Le retour de la grippe sera-t-il plus grave ?
La grippe est une maladie relativement courante mais qui peut être grave, voire mortelle, chez les jeunes enfants, les personnes âgées et les adultes souffrant de maladies chroniques. Or, chaque année, entre 20 et 30% de la population verrait son immunité naturelle renforcée et stimulée par une exposition aux virus de la grippe... ce qui ne surviendra pas cette année du fait de l’absence de circulation du virus.
Cette absence d'exposition aux dernières souches de grippe, pendant la pandémie de SARS-CoV-2, pourrait donc rendre la population plus vulnérable au virus lorsque celui-ci reviendra, quelle qu’en soit sa forme. Cette diminution de l'immunité naturelle est préoccupante pour de nombreux experts de la grippe car une immunité naturelle plus faible pourrait entraîner davantage d'infections et des maladies plus graves.
Comment choisir le bon mélange vaccinal de l’année prochaine ?

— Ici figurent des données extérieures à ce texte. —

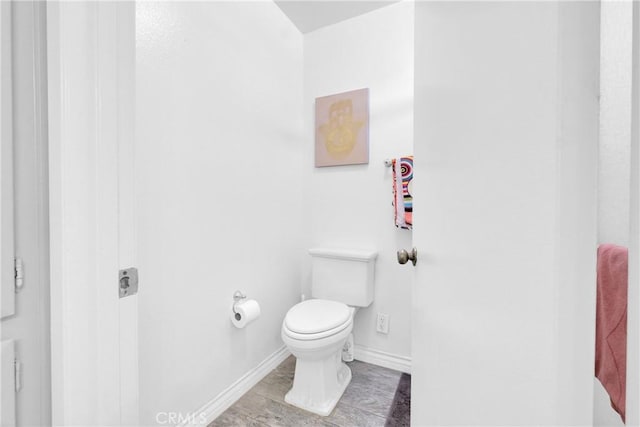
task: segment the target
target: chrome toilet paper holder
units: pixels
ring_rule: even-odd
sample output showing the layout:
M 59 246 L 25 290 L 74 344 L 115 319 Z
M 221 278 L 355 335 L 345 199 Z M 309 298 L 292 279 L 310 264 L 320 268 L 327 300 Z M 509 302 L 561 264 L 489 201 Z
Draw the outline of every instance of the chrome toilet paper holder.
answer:
M 236 311 L 236 306 L 237 306 L 238 304 L 240 304 L 240 302 L 241 302 L 242 300 L 245 300 L 245 299 L 247 299 L 247 296 L 246 296 L 245 294 L 243 294 L 242 292 L 240 292 L 240 291 L 235 291 L 235 292 L 233 293 L 233 308 L 232 308 L 232 310 L 233 310 L 233 312 L 234 312 L 235 314 L 238 314 L 238 312 Z

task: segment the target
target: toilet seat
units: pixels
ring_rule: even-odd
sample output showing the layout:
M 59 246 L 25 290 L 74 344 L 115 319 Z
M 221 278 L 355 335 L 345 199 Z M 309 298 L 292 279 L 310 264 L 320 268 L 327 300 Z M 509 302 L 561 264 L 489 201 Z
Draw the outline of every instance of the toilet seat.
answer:
M 344 324 L 338 326 L 337 328 L 329 329 L 328 331 L 316 332 L 315 334 L 301 334 L 298 332 L 291 331 L 285 325 L 282 325 L 282 331 L 291 339 L 300 340 L 300 341 L 313 341 L 320 340 L 322 338 L 327 338 L 339 334 L 340 332 L 347 329 L 351 326 L 353 322 L 351 320 L 346 321 Z
M 288 337 L 302 341 L 330 337 L 351 326 L 353 312 L 353 308 L 337 301 L 303 301 L 287 312 L 282 330 Z

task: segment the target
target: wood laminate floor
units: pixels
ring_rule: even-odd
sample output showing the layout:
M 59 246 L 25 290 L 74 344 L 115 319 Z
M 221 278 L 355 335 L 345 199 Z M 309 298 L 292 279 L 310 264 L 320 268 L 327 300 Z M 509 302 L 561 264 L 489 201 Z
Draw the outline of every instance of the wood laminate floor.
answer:
M 400 372 L 368 363 L 348 363 L 351 383 L 328 417 L 321 417 L 284 401 L 293 383 L 296 359 L 290 356 L 209 427 L 384 427 Z

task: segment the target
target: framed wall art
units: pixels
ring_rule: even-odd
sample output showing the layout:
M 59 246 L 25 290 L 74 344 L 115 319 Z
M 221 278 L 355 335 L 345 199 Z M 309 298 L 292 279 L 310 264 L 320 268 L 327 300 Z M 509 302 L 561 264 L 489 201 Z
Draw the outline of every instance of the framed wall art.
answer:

La création du vaccin contre la grippe a également été rendue plus difficile cette année que par le passé. Chaque année, généralement à la fin de l'hiver dans l'hémisphère nord, les experts internationaux de la grippe évaluent la gravité des souches de grippe en circulation dans le monde (en été la grippe passe dans l’hémisphère sud et en France on étudie beaucoup la circulation des virus à la Réunion) et se réunissent pour choisir les souches à intégrer dans le vaccin de l'année.
Dans le cadre de ce choix, ils intègrent non seulement les souches en circulation les plus graves mais aussi celles qui d’après leurs estimations, leurs paraissent à même de fortement circuler l’année suivante. Il s’agit donc d’une forme de pari, mais de pari raisonné à partir de données épidémiologiques virales.
Avec la baisse du nombre de cas de grippe et de souches de virus en circulation au cours de cette année quasi blanche, la tâche des experts pour le choix des souches à mettre dans le vaccin est rendue encore plus compliquée et le pari est encore plus risqué : il est difficile d’évaluer le potentiel de gravité d’une souche sur un aussi petit nombre de cas pour prédire quelles nouvelles souches circuleront en 2021-2022.
Tout n’est pas négatif
L'absence de grippe présente néanmoins un aspect potentiellement positif : avec la diminution du nombre de cas, il est aussi possible que le virus n'ait pas eu autant d'occasions pour évoluer. Cette diminution potentielle des mutations pourrait donc, peut-être, s’associer à une plus grande efficacité des vaccins.
Au final, cependant, la réduction de la circulation de la grippe et l'incertitude entourant son retour rend paradoxalement sa vaccination encore plus importante, et pour plusieurs années. Il faudra cependant que les fabricants prévoient plus de doses car il n’y en a clairement pas eu assez en septembre 2021.